Mezar taşlarına bakmaya başlıyorum gayriihtiyari şekilde. Tanımadığım insanların isimlerini görüyorum. Yaşadıkları yılları görüyorum. Hangi yıldayım? Neredeyim ben?
Ağzımdaki korkunç tat da birleşiyordu kederimle. Düşüyordum, alçalıyordum, hayatın değersizliğinin farkındalığını böylesine yaşamak isteyenlerin gelmesi gereken yerdeyim. Olmam gereken yerdeyim. Sarmaşıklar, söğütler kapatmış mezar taşlarının üstlerini, ellerimle ittiriyorum istemeden, ellerimle ittirmeyi bile düşünmeden, kendi saçımı kulağımın arkasına atar gibi uzaklaştırıyorum sarmaşıkları isimlerden. Buraya nasıl geldim? Mezarlığın güzel kısmı bitiyor, büyük mezar taşlı bölümden uzaklaşıp mütevazı olanların bulunduğu bölüme geçiyorum. Sanki birkaç taşa aynı anda bakıyorum. Aynı anda bakıyorum. Öğrenmeye hazır olmadığım bir şeyi öğrenmek için buradayım. Varoluşumun en dip noktasından kurtulmak zorundayım. Buraya nasıl geldim? Bölünüyor benliğim, kişiliğim, ne kadar saç telim varsa o kadar çok kişiliğe bölünüyor ruhum, bir şeyi yapmak istediğim anda yapabiliyorum! Buraya nasıl geldim?
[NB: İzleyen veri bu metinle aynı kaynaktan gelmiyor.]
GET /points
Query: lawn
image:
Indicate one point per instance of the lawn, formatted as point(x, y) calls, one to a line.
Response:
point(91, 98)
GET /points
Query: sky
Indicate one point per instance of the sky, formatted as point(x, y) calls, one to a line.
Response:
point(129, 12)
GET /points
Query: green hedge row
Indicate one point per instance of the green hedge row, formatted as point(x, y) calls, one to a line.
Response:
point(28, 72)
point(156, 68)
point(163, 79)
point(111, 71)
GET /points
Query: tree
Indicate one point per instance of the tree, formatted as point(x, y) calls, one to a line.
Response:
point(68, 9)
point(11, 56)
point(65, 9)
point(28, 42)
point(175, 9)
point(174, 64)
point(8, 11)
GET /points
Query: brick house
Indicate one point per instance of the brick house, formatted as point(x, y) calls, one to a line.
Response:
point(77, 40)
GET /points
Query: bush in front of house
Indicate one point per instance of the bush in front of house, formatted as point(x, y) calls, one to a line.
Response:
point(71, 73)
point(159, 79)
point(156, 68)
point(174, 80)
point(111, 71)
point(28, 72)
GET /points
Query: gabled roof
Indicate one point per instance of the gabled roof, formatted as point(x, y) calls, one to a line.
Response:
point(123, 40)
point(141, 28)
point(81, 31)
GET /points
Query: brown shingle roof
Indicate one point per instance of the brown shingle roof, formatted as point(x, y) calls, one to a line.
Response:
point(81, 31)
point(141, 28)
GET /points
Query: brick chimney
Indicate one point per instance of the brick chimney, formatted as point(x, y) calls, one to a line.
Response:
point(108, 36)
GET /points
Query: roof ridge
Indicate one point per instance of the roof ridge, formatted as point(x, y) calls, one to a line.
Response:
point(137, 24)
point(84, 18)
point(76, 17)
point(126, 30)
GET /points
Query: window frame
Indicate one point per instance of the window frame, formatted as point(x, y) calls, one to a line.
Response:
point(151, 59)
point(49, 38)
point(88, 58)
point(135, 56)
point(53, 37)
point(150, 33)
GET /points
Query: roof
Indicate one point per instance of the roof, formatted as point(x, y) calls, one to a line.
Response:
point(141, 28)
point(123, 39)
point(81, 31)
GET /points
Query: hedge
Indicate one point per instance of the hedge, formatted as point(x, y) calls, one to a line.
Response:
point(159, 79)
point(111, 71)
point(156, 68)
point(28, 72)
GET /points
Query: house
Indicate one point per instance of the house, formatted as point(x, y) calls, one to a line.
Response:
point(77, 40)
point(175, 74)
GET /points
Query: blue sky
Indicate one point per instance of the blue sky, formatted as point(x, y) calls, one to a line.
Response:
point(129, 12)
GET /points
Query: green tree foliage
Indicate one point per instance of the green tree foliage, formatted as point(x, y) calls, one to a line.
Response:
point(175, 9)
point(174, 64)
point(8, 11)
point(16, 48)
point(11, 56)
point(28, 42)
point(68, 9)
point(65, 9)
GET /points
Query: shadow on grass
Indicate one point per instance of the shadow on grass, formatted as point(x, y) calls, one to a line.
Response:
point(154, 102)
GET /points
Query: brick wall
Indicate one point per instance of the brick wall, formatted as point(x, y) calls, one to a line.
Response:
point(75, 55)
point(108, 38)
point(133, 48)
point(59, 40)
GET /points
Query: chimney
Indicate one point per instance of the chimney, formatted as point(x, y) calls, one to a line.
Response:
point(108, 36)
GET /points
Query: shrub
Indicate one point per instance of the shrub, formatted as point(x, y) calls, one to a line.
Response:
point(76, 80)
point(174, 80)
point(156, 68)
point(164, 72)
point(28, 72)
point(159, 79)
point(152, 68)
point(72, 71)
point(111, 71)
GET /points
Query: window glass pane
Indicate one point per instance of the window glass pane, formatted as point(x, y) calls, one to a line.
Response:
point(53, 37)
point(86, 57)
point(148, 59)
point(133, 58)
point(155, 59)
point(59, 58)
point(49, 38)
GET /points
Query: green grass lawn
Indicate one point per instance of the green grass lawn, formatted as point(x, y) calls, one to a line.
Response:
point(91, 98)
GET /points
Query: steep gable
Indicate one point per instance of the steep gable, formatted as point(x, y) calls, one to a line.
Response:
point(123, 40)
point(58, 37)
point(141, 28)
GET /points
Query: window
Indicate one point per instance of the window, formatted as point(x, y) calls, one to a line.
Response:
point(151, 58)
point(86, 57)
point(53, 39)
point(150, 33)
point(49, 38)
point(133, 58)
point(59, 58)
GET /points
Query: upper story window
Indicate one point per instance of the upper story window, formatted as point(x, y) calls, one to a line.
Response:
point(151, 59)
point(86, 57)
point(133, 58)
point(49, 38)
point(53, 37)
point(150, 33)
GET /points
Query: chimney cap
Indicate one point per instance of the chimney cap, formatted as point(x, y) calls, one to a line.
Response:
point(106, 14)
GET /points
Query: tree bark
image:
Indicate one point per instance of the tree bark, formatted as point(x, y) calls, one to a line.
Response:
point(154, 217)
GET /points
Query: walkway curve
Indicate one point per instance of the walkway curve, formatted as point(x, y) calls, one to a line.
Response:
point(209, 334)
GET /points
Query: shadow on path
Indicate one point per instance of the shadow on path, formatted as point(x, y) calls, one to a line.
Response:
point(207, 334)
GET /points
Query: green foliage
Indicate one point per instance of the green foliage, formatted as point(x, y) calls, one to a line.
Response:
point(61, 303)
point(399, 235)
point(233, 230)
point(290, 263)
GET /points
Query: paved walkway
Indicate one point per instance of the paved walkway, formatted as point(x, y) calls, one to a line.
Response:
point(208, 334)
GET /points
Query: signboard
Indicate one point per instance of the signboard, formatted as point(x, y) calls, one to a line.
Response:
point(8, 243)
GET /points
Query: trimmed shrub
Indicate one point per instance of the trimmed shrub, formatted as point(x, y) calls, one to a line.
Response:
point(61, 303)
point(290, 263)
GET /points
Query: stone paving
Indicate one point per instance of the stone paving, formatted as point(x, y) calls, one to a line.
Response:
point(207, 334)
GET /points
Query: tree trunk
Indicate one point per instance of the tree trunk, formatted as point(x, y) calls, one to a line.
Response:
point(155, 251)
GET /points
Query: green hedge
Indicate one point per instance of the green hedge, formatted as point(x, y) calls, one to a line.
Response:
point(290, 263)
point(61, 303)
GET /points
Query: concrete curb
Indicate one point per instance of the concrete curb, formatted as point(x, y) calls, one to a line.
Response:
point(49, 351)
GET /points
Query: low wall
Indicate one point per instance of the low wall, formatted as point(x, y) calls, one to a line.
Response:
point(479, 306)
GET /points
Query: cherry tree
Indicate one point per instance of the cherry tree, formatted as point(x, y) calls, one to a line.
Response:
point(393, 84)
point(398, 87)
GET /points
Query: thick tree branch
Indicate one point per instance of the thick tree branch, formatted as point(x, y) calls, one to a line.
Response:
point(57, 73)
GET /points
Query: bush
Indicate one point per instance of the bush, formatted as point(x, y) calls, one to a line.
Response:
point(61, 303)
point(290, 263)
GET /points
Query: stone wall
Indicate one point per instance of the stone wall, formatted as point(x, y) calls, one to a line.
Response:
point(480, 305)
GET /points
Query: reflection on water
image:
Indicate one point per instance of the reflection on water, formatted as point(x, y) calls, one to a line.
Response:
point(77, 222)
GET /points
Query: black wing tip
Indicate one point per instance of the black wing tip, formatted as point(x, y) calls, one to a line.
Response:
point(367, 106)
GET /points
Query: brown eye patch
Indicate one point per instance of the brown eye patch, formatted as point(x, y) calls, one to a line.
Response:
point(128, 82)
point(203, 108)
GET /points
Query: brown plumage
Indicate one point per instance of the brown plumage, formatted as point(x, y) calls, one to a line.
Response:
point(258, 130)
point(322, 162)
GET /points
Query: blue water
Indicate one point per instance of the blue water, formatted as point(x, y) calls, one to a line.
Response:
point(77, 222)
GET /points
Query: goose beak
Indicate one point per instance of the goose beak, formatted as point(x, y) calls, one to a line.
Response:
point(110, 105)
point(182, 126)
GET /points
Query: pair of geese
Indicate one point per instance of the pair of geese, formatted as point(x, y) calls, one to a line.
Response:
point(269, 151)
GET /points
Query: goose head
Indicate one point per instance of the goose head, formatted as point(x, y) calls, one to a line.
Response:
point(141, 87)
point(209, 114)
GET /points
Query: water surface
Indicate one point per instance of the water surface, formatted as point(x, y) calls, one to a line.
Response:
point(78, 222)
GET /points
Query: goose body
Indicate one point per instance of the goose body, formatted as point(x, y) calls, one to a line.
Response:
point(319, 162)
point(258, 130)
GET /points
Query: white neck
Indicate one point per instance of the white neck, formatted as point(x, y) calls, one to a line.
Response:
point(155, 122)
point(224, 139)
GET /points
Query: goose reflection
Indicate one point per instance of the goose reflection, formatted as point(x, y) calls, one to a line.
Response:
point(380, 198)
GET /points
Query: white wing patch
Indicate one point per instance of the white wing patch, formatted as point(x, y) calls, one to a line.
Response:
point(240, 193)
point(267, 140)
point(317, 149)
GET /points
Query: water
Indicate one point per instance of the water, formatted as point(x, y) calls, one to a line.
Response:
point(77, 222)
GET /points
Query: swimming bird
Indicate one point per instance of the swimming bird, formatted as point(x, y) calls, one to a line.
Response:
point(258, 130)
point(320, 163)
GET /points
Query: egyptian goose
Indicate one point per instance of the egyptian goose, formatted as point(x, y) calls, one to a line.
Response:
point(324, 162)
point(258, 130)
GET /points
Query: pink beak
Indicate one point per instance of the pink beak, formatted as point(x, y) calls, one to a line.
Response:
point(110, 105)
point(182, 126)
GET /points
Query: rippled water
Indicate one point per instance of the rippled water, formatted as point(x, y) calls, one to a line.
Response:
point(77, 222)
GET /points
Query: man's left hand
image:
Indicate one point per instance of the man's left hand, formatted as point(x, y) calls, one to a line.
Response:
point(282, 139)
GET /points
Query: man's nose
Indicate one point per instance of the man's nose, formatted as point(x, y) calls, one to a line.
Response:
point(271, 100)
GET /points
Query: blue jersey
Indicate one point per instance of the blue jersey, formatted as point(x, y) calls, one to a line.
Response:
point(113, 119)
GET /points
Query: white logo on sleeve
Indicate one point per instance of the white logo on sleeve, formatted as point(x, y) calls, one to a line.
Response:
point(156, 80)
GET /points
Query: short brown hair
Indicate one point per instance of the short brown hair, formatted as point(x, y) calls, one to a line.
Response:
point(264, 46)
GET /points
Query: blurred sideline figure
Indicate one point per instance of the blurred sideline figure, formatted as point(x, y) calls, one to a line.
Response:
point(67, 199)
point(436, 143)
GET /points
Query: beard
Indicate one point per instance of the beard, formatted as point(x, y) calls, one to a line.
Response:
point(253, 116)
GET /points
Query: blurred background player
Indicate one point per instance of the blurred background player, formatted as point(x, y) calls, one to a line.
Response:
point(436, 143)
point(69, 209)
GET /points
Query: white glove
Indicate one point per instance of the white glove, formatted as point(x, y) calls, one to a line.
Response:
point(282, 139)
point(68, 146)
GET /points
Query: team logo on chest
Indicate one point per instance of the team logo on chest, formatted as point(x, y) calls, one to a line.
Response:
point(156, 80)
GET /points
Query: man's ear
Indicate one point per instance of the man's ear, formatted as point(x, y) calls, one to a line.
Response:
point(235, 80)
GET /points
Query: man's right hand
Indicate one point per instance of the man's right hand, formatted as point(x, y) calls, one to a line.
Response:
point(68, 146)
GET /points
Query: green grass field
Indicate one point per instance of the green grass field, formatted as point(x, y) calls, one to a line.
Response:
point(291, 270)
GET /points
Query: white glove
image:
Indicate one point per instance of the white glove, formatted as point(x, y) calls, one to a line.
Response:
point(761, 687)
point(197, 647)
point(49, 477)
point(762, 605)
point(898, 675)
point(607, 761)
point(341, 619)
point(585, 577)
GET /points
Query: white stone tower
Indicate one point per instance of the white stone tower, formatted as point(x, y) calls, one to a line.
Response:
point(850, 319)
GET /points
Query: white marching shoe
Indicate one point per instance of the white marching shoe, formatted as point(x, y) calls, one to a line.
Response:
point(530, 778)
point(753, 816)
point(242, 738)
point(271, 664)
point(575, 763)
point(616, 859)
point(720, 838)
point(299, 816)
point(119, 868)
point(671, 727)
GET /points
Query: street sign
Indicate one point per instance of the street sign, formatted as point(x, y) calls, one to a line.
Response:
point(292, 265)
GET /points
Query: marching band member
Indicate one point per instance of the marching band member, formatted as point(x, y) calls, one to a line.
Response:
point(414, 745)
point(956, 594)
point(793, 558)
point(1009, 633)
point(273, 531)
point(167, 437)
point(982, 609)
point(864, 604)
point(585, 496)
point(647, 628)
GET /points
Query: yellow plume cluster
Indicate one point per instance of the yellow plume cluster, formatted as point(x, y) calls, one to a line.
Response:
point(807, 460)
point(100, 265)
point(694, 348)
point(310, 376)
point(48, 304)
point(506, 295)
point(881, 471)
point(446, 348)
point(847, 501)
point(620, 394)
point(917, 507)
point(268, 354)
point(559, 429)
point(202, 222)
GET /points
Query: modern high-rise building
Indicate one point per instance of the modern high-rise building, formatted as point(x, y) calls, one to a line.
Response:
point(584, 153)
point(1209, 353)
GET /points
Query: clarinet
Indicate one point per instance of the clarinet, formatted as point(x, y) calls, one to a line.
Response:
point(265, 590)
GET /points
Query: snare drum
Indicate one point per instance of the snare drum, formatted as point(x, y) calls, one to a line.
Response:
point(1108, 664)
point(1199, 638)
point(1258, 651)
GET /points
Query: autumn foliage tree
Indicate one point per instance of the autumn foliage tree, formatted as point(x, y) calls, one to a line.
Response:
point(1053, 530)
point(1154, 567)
Aniden büyüyor göz bebeklerim, duruyorum. Dokunuyorum mezar taşına, hissediyorum artık. Yola çıktığımdan beri ilk defa hissediyorum bir şeyleri. “Kurosawa Haru” yazıyor mezar taşının ortasında. “Oradaydık, şimdi buradayız.”
Senelerdir nefesini tutuyormuşçasına büyük bir nefes alarak uyandı derin kabusundan Haru. Saate baktı, sanki gün içinde yapacak bir şeyi varmış gibi. Yorganına sıkıca sarıldı, gördüklerini sindirmeye çalışırken. Avuçlarını sıktı, tırnakları avuç içlerini kanatana kadar. Gözyaşları bitene kadar ağladı da.